Tools

Most of our research delivers open source algorithms and toolkits. Please check below for the details of some toolkits. Complete list is at https://github.com/big-data-lab-umbc.

Reproducible and Portable Big Data Analytics in Cloud

Cloud computing has become a major approach to enable reproducible computational experiments because of its support of on-demand hardware and software resource provisioning. Yet there are still two main difficulties in reproducing big data applications in the cloud. The first is how to automate end-to-end execution of big data analytics in the cloud including virtual distributed environment provisioning, network and security group setup, and big data analytics pipeline description and execution. The second is an application developed for one cloud, such as AWS or Azure, is difficult to reproduce in another cloud, a.k.a. vendor lock-in problem. To tackle these problems, we leverage serverless computing and containerization techniques for automatic scalable big data application execution and reproducibility, and utilize the adapter design pattern to enable application portability and reproducibility across different clouds. Based on the approach, we propose and develop an open-source toolkit that supports 1) on-demand distributed hardware and software environment provisioning, 2) automatic data and configuration storage for each execution, 3) flexible client modes based on user preferences, 4) execution history query, and 5) simple reproducibility of existing executions in the same environment or a different environment. We did extensive experiments on both AWS and Azure using three big data analytics applications that run on a virtual CPU/GPU cluster. Three main behaviors of our toolkit were benchmarked: i) execution overhead ratio for reproducibility support, ii) differences of reproducing the same application on AWS and Azure in terms of execution time, budgetary cost and cost-performance ratio, iii) differences between scale-out and scale-up approach for the same application on AWS and Azure.

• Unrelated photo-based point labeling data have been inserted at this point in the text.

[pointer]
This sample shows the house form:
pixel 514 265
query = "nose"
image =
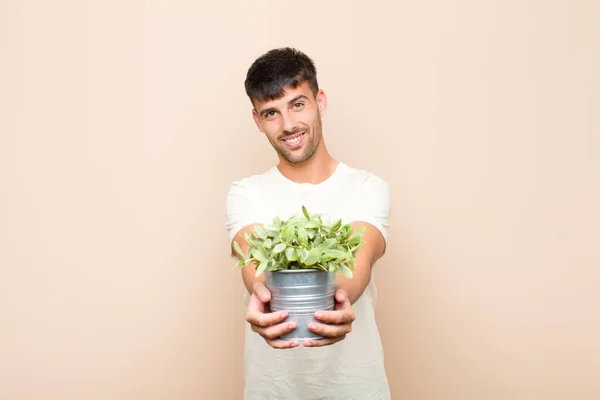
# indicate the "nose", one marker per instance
pixel 289 122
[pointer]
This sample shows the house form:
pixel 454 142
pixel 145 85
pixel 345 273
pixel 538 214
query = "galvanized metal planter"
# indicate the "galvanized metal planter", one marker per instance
pixel 301 292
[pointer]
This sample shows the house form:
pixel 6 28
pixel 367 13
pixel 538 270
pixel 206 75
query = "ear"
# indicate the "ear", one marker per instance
pixel 322 102
pixel 256 119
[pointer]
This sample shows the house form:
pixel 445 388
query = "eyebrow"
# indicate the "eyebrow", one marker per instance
pixel 292 101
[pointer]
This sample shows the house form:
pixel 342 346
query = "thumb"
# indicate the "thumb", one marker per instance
pixel 261 291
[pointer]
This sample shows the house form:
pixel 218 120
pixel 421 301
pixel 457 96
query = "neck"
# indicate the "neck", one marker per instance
pixel 314 170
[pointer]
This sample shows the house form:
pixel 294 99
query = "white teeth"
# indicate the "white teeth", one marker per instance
pixel 293 141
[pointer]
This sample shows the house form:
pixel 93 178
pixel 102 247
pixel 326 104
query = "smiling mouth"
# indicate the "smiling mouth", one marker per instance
pixel 295 140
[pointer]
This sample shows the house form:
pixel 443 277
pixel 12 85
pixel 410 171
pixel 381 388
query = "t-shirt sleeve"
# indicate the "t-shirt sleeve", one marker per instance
pixel 241 208
pixel 374 205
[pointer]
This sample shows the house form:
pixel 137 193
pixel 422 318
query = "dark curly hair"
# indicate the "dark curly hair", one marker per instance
pixel 272 72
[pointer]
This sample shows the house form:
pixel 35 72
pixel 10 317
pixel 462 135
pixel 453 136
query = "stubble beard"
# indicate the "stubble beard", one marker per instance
pixel 310 147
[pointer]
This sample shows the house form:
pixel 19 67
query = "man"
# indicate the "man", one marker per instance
pixel 287 107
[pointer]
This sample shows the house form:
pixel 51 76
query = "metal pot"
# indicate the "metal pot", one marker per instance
pixel 301 292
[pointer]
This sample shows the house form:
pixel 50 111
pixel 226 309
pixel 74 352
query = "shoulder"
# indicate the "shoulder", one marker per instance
pixel 366 179
pixel 251 182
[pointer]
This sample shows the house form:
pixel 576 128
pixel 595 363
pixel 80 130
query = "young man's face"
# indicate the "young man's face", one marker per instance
pixel 292 123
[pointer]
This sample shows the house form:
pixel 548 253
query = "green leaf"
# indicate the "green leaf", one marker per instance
pixel 313 256
pixel 241 263
pixel 279 248
pixel 260 232
pixel 291 254
pixel 334 254
pixel 302 236
pixel 305 212
pixel 336 226
pixel 303 255
pixel 258 255
pixel 261 268
pixel 238 249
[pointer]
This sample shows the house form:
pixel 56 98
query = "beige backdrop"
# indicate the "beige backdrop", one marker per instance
pixel 122 124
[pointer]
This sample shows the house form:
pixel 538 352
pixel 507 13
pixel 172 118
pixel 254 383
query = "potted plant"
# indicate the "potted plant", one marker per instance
pixel 301 257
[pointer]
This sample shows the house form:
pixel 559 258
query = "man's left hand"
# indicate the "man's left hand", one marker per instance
pixel 338 323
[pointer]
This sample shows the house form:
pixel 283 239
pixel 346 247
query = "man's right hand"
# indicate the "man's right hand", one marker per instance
pixel 265 323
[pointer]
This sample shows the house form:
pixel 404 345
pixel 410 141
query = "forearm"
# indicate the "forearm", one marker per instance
pixel 355 286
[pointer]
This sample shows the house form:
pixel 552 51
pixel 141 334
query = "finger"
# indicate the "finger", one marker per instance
pixel 257 318
pixel 261 291
pixel 274 331
pixel 330 331
pixel 344 315
pixel 322 342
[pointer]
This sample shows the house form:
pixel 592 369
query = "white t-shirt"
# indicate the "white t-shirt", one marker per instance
pixel 352 368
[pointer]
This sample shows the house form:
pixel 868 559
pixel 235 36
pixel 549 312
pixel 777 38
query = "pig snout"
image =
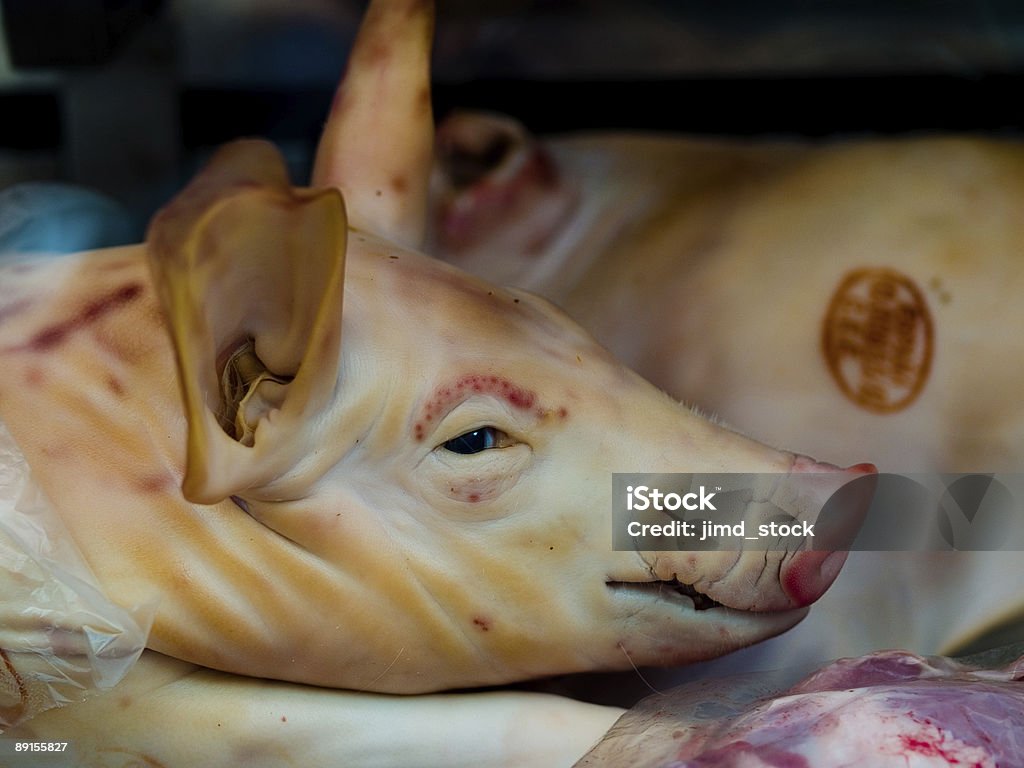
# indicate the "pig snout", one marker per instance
pixel 494 186
pixel 844 497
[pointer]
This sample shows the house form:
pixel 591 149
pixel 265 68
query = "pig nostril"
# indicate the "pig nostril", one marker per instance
pixel 467 164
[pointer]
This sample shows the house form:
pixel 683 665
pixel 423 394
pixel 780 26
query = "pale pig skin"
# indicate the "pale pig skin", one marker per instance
pixel 294 505
pixel 723 271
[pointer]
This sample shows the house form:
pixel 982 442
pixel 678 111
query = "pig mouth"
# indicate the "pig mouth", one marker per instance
pixel 671 589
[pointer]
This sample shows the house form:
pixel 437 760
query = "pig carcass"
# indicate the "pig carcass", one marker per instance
pixel 886 710
pixel 342 470
pixel 851 298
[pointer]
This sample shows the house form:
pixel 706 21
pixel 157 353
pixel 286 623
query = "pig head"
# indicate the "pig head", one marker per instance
pixel 336 461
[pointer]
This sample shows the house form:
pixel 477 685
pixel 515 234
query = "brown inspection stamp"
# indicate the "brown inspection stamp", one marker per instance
pixel 878 339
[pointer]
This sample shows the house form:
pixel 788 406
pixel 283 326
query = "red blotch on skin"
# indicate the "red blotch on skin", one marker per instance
pixel 155 483
pixel 446 396
pixel 57 333
pixel 115 385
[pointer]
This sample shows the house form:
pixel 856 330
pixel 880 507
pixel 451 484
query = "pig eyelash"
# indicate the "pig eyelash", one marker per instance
pixel 477 440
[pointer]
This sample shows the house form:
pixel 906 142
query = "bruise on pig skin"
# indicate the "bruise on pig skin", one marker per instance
pixel 446 396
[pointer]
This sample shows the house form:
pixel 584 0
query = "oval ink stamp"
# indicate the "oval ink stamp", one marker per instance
pixel 878 339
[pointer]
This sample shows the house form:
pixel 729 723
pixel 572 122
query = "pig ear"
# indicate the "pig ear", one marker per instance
pixel 249 271
pixel 377 145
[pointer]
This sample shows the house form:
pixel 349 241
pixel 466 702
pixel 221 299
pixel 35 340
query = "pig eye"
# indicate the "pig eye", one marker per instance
pixel 483 438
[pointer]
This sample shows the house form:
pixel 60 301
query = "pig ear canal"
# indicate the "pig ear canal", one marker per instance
pixel 249 271
pixel 248 392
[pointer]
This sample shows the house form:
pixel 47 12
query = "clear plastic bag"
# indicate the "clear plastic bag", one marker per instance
pixel 61 640
pixel 890 709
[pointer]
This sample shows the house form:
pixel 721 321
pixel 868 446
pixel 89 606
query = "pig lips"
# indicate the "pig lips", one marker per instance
pixel 699 600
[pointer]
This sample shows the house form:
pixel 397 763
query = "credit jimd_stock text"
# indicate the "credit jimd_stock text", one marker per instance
pixel 819 510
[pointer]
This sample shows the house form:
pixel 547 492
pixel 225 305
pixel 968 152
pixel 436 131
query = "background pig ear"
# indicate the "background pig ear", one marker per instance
pixel 250 274
pixel 378 142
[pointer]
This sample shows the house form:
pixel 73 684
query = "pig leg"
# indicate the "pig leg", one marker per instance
pixel 170 714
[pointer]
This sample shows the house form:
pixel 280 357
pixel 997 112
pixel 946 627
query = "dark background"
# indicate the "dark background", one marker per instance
pixel 127 96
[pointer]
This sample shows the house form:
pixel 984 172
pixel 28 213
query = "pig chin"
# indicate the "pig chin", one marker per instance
pixel 681 626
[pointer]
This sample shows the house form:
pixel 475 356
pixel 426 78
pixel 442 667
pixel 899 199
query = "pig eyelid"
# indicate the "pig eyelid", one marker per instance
pixel 477 440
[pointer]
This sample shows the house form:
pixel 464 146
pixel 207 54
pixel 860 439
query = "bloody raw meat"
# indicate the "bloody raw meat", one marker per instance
pixel 886 709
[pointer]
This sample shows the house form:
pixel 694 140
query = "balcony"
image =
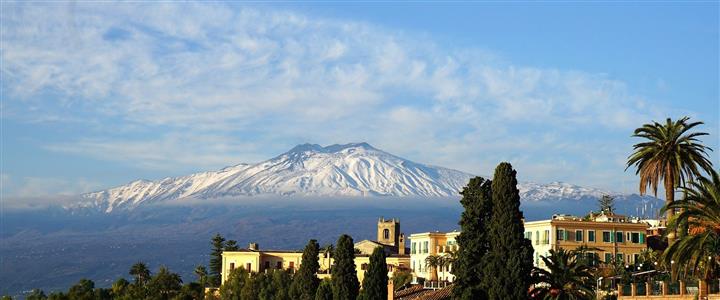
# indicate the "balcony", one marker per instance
pixel 435 285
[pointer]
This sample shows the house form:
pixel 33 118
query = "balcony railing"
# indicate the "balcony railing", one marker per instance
pixel 435 285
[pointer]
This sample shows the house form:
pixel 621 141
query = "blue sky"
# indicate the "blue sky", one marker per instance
pixel 95 95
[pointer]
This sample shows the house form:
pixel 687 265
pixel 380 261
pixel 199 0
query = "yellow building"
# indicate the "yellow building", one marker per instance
pixel 614 237
pixel 425 244
pixel 256 260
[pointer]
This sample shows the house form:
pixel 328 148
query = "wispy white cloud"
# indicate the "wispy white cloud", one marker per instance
pixel 217 84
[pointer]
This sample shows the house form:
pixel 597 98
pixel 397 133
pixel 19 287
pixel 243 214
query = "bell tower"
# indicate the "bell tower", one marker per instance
pixel 389 232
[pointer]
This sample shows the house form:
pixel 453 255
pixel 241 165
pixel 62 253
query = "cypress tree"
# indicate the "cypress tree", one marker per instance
pixel 324 291
pixel 473 240
pixel 305 281
pixel 510 257
pixel 375 282
pixel 215 265
pixel 344 276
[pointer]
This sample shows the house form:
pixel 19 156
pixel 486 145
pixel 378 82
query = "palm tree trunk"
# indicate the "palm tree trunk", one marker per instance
pixel 670 198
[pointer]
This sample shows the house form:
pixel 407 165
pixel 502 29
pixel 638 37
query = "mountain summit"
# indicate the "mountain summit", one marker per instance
pixel 349 170
pixel 355 169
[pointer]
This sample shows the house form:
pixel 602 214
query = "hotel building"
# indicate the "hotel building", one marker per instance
pixel 610 237
pixel 425 244
pixel 255 260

GitHub Link:https://github.com/big-data-lab-umbc/Reproducible_and_portable_app_in_cloud

Citation: Xin Wang, Pei Guo, Xingyan Li, Jianwu Wang, Aryya Gangopadhyay, Carl E. Busart and Jade Freeman. “Reproducible and Portable Big Data Analytics in the Cloud.”, arXiv preprint arXiv:2112.09762, 2021.

Distributed Machine Learning on AWS Cloud: Computing with CPUs and GPUs

Instead of buying, owning, and maintaining physical data centers and servers, you can access technology services (such as computing power, storage, and databases) from a cloud provider like Amazon Web Services (AWS), Microsoft Azure and Google Cloud. This GitHub repository helps you achieve single machine computation and distributed (multiple) machine computation on AWS, with both CPU and GPU execution.

General notes:

  • Because cloud computing is charges by usage, please make sure to terminate or stop your virtual instances after you are done with them.
  • Because a cloud computing resource is often shared among many users, please include your name in your key file name, such as jianwu-key, so we know the creator of each virtual instance.

IoT Time Series Forecasting

The rise of the Internet of Things (IoT) devices and the streaming platform has tremendously increased the data in motion or streaming data. It incorporates a wide variety of data, for example, social media posts, online gamers in-game activities, mobile or web application logs, online e-commerce transactions, financial trading, or geospatial services. Accurate and efficient forecasting based on real-time data is a critical part of the operation in areas like energy & utility consumption, healthcare, industrial production, supply chain, weather forecasting, financial trading, agriculture, etc. Statistical time series forecasting methods like Autoregression (AR), Auto-Regressive moving average (ARIMA), and Vector Autoregression (VAR), face the challenge of concept drift in the streaming data, i.e., the properties of the stream may change over time. The other challenge is the efficiency of the system to update the Machine Learning (ML) models which are based on these algorithms to tackle the concept drift. In this paper, we propose a novel framework to tackle both of these challenges. The challenge of adaptability is addressed by applying the Lambda architecture to forecast future state based on three approaches simultaneously: batch (historic) data-based prediction, streaming (real-time) data-based prediction, and hybrid prediction by combining the first two. To address the challenge of efficiency, we implement a distributed VAR algorithm on top of the Apache Spark big data platform. To evaluate our framework, we conducted experiments on streaming time series forecasting with three types of data sets of experiments: data without drift, data with gradual drift, data with abrupt drift. The experiments show the differences of our three forecasting approaches in terms of accuracy and adaptability.

Publication: Arjun Pandya, Oluwatobiloba Odunsi, Chen Liu, Alfredo Cuzzocrea, Jianwu Wang. Adaptive and Efficient Streaming Time Series Forecasting with Lambda Architecture and Spark. In Proceedings of the 2020 IEEE International Conference on Big Data (BigData 2020), pages 5182-5190, IEEE, 2020.